Ngiiekk(musik tiba-tiba berhenti karena kejanggalan).
Jiwa keluar mobil sambil membuka payung hitamnya...
Wusshhh kereenn...
Tapi Raga...
Dia malah membiarkan dirinya kehujanan, padahal dia membawa payung.
"Ckkk... Payung lo Ga!" ucap Jiwa mengingatkan.
"Ehh, sampe lupa wkwkwk." Ucapnga kemudian membuka payungnya.
"Brrrhhhh."
Jiwa melangkah lebih dulu karena penasaran, sedangkan Raga hanya berdiri menunggu di samping mobil.
Ternyata, yang hampir mereka tabrak adalah...
"Loh, Rubi!" pekik Jiwa.
Raga langsung terkejut dan ikut menghampiri.
"Rubi!" teriak Raga sontak membuang payungnya dan menghampiri Rubi yang tengah berjongkok didepan mobil.
Jiwa mengendus kesal, lagi-lagi si Raga membuat dirinya sendiri kehujanan. Jiwa pun mengulurkan payungnya untuk memayungi Raga dan Rubi.
"Kamu gak papa kan? ada yang lecet gak?" ucap Raga sambil memeriksa Rubi.
"A-aku gak papa," ucap Rubi sesegukkan.
"Kamu ngapain di sini Bi?" tanya Raga khawatir.
"Ga, mending bawa berteduh dulu deh. Kasian dia pasti kedinginan."
"Oh oke, kita teduh dulu."
Hmmm
Acara makan seblak gagal...
.
.
.Mereka akhirnya mampir ke sebuah supermarket untuk membeli handuk.
"Bi, sebenarnya lo ngap-"
"Mending lo beliin kopi panas deh di kedai depan," serobot Jiwa.
"Ih elo mah."
"Katanya sayang, buruan gih kasian Rubi."
Terpaksa, Raga pun menurutinya.
.
.
.Selagi Raga pergi, Jiwa pun menanyai Rubi.

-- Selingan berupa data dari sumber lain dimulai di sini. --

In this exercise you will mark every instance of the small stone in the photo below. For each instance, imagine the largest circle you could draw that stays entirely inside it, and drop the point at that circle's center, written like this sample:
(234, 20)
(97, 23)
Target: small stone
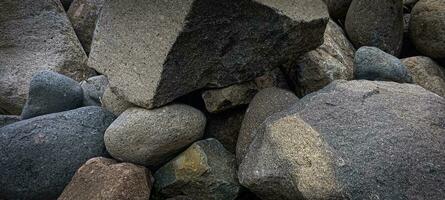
(266, 103)
(152, 137)
(103, 178)
(41, 154)
(372, 63)
(426, 73)
(427, 27)
(218, 100)
(114, 103)
(204, 171)
(83, 15)
(93, 90)
(378, 24)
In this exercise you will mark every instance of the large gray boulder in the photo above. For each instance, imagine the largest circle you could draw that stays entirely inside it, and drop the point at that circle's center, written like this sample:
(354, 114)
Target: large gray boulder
(40, 155)
(378, 23)
(354, 140)
(155, 51)
(35, 36)
(152, 137)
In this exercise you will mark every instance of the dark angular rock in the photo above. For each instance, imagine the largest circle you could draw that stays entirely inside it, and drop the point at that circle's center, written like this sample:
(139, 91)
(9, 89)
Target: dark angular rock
(40, 155)
(50, 92)
(372, 63)
(156, 51)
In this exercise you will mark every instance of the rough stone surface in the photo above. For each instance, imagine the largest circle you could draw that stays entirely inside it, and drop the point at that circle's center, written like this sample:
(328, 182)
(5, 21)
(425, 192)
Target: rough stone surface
(378, 24)
(266, 103)
(35, 36)
(338, 8)
(372, 63)
(331, 61)
(50, 92)
(384, 140)
(103, 178)
(83, 15)
(8, 119)
(152, 137)
(204, 171)
(113, 103)
(225, 127)
(40, 155)
(427, 27)
(154, 52)
(426, 73)
(218, 100)
(93, 90)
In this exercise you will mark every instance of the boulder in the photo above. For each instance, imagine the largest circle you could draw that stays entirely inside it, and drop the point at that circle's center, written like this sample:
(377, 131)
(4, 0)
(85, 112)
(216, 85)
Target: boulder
(156, 51)
(83, 15)
(354, 140)
(372, 63)
(93, 90)
(218, 100)
(50, 92)
(426, 73)
(427, 27)
(35, 36)
(266, 103)
(152, 137)
(41, 154)
(331, 61)
(378, 24)
(103, 178)
(113, 103)
(204, 171)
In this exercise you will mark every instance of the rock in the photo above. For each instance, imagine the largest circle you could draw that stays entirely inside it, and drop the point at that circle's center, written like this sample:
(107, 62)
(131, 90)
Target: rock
(93, 90)
(426, 73)
(374, 64)
(218, 100)
(331, 61)
(379, 140)
(266, 103)
(83, 14)
(103, 178)
(8, 119)
(113, 103)
(50, 92)
(35, 36)
(204, 171)
(40, 155)
(338, 8)
(379, 24)
(225, 127)
(427, 27)
(152, 137)
(155, 52)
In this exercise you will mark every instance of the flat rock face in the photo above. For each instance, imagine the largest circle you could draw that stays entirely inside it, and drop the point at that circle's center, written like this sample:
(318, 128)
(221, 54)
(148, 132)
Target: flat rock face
(426, 73)
(427, 27)
(103, 178)
(152, 137)
(387, 138)
(378, 24)
(40, 155)
(35, 36)
(50, 92)
(333, 60)
(155, 51)
(372, 63)
(204, 171)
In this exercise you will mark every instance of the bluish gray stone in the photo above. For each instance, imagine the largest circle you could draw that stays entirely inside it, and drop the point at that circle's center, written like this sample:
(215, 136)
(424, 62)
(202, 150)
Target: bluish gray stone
(372, 63)
(50, 92)
(40, 155)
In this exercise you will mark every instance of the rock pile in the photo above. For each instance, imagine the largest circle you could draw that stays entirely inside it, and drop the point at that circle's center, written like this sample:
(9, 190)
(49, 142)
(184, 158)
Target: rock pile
(222, 100)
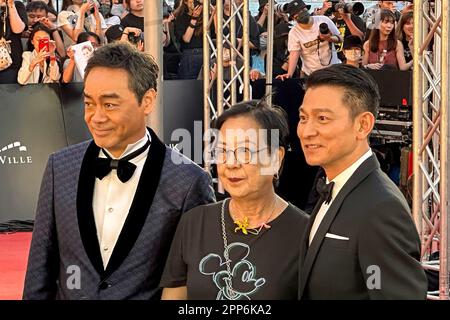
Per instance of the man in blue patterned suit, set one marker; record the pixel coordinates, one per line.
(108, 208)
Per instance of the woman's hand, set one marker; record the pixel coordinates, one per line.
(85, 7)
(374, 66)
(70, 53)
(40, 58)
(255, 75)
(136, 31)
(46, 22)
(96, 13)
(283, 77)
(197, 11)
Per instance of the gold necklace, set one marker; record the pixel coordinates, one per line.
(243, 224)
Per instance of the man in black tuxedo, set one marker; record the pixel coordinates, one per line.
(361, 242)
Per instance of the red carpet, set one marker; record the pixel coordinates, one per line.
(13, 263)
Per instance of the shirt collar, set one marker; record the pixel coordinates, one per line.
(341, 179)
(131, 147)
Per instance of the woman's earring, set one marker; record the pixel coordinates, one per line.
(277, 176)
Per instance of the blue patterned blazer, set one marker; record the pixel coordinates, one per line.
(65, 260)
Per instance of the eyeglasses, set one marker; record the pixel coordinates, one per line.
(242, 155)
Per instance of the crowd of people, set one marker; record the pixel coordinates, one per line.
(304, 40)
(121, 217)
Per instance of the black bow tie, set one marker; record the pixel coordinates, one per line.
(325, 190)
(125, 169)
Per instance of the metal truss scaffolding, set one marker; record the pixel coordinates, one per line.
(238, 83)
(431, 136)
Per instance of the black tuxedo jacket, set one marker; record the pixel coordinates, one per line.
(366, 246)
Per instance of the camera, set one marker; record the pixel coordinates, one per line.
(167, 10)
(357, 8)
(133, 38)
(93, 9)
(323, 28)
(280, 7)
(330, 11)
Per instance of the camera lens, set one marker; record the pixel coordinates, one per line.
(323, 28)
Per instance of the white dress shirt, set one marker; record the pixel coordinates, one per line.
(112, 200)
(339, 182)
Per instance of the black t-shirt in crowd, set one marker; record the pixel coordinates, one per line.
(181, 24)
(345, 31)
(15, 38)
(130, 20)
(263, 266)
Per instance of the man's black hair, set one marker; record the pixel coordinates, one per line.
(361, 92)
(141, 68)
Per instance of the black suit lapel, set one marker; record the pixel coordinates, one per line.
(85, 212)
(143, 199)
(137, 215)
(360, 174)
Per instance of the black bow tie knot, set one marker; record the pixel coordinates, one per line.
(125, 169)
(325, 190)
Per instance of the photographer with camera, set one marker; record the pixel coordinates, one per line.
(40, 65)
(345, 16)
(79, 16)
(189, 31)
(311, 40)
(70, 71)
(13, 20)
(135, 17)
(38, 12)
(372, 14)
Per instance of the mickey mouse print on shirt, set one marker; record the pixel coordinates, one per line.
(242, 276)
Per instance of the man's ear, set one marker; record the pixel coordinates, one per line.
(149, 101)
(365, 123)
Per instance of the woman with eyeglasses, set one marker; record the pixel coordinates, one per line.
(247, 246)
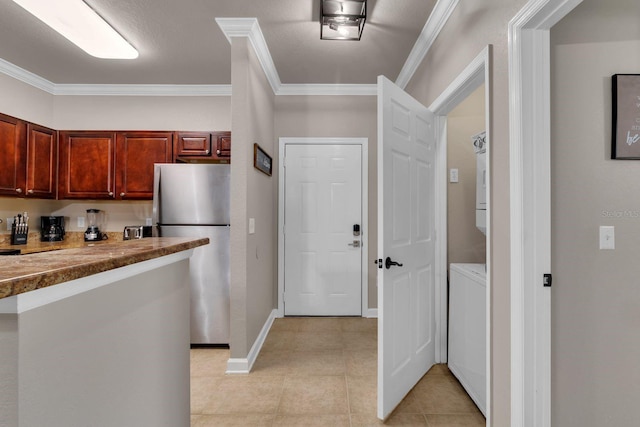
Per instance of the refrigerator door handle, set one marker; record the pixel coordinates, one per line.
(156, 194)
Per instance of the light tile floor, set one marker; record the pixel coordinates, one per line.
(318, 372)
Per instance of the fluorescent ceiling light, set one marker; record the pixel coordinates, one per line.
(81, 25)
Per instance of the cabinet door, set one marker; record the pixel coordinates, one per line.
(136, 153)
(12, 156)
(222, 144)
(86, 165)
(42, 162)
(193, 144)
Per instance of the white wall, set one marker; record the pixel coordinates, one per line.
(465, 243)
(115, 354)
(254, 195)
(595, 299)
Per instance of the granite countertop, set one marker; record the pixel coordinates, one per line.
(23, 273)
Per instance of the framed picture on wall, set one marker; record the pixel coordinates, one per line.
(261, 160)
(625, 125)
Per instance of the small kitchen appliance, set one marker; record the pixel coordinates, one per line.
(136, 232)
(95, 219)
(51, 228)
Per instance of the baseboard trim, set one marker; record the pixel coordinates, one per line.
(237, 366)
(371, 313)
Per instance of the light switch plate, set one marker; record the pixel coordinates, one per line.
(453, 175)
(607, 237)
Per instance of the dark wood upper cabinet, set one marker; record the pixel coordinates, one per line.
(87, 165)
(13, 154)
(42, 162)
(136, 153)
(196, 144)
(28, 159)
(206, 147)
(222, 144)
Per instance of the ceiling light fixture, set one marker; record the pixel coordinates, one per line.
(342, 19)
(81, 25)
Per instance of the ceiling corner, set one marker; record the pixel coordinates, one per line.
(439, 16)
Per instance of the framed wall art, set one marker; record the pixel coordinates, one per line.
(625, 144)
(261, 160)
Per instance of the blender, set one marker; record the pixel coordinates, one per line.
(94, 220)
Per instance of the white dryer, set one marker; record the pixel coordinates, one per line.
(467, 329)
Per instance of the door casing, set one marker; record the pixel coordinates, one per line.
(473, 76)
(364, 143)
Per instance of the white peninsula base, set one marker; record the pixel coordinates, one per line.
(110, 349)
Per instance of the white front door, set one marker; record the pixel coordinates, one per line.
(406, 223)
(322, 204)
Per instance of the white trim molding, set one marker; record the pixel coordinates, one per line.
(243, 366)
(45, 85)
(249, 27)
(475, 74)
(530, 208)
(328, 89)
(364, 143)
(439, 16)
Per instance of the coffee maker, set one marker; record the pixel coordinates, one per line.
(95, 218)
(51, 228)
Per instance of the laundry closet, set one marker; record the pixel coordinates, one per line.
(466, 244)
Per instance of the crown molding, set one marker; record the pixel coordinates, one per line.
(142, 90)
(439, 16)
(45, 85)
(328, 89)
(26, 76)
(249, 27)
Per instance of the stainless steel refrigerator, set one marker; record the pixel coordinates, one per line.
(192, 200)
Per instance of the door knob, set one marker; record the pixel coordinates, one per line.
(388, 263)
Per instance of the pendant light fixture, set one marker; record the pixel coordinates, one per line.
(82, 26)
(342, 19)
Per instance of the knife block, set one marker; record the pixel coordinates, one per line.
(19, 237)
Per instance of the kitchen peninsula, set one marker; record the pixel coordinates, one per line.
(96, 335)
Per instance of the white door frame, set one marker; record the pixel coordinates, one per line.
(472, 77)
(364, 227)
(530, 208)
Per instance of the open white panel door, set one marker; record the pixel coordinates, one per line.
(406, 290)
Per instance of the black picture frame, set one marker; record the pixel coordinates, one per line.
(625, 123)
(261, 160)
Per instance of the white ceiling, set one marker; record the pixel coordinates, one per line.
(180, 42)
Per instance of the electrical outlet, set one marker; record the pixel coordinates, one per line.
(453, 175)
(607, 237)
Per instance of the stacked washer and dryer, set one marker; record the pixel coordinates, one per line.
(467, 301)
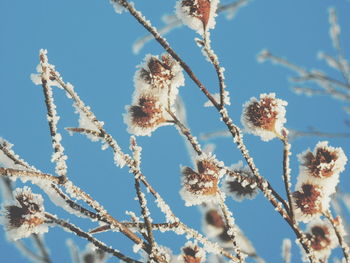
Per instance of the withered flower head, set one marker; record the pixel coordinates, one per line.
(309, 202)
(324, 162)
(192, 253)
(241, 186)
(24, 215)
(266, 117)
(322, 239)
(201, 185)
(199, 15)
(145, 116)
(157, 72)
(160, 77)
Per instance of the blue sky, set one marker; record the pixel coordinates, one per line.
(91, 47)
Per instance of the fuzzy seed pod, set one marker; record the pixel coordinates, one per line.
(322, 239)
(201, 185)
(309, 201)
(324, 162)
(266, 117)
(24, 216)
(159, 76)
(240, 187)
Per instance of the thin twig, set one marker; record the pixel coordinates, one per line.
(286, 175)
(231, 229)
(142, 199)
(215, 62)
(59, 158)
(42, 248)
(83, 234)
(27, 252)
(72, 189)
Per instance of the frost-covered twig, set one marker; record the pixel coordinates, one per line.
(46, 81)
(28, 253)
(187, 133)
(340, 232)
(286, 174)
(70, 227)
(213, 58)
(172, 22)
(42, 248)
(142, 199)
(286, 250)
(41, 178)
(125, 159)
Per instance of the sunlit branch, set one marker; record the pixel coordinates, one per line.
(69, 226)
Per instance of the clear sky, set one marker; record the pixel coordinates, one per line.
(91, 47)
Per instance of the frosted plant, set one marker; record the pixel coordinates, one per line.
(155, 103)
(324, 162)
(201, 185)
(322, 238)
(25, 215)
(242, 186)
(264, 117)
(192, 253)
(199, 15)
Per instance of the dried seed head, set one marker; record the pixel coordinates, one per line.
(159, 76)
(324, 162)
(201, 185)
(145, 116)
(264, 118)
(24, 216)
(309, 202)
(192, 253)
(213, 218)
(93, 255)
(199, 15)
(322, 239)
(156, 72)
(241, 186)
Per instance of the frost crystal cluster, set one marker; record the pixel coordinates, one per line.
(201, 185)
(156, 87)
(264, 117)
(319, 175)
(199, 15)
(24, 215)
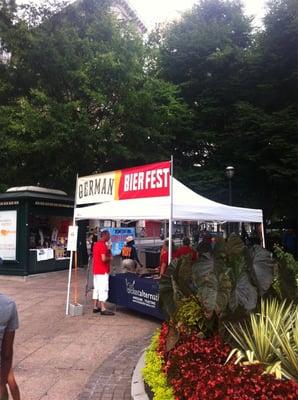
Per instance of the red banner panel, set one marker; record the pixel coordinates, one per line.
(152, 180)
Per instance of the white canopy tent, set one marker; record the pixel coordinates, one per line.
(182, 205)
(187, 206)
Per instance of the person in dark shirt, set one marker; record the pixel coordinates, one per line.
(164, 257)
(185, 249)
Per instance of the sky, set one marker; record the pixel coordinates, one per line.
(154, 11)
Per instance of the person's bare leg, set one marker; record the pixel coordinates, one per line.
(13, 386)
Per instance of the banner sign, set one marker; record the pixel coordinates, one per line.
(72, 238)
(8, 234)
(151, 180)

"Pasti ada hubungannya sama Aray kan?" ucap Jiwa bertanya sambil memastikan.
Mata Rubi berkaca lagi, dia mengangguk.
"Cerita ke gue."
Rubi pun menceritakan semuanya, dari awal dia pergi ke sekolah Kirin sampai akhirnya dia kerumah sakit dan bertemu Aray.
.
.
.Jiwa merasa ada yang janggal setelah mendengar cerita Rubi.
"Siapa orang yang ngasih lo kartu itu Bi?" tanya Jiwa.
"Mm-aku gak tau kak, kayanya guru di sana."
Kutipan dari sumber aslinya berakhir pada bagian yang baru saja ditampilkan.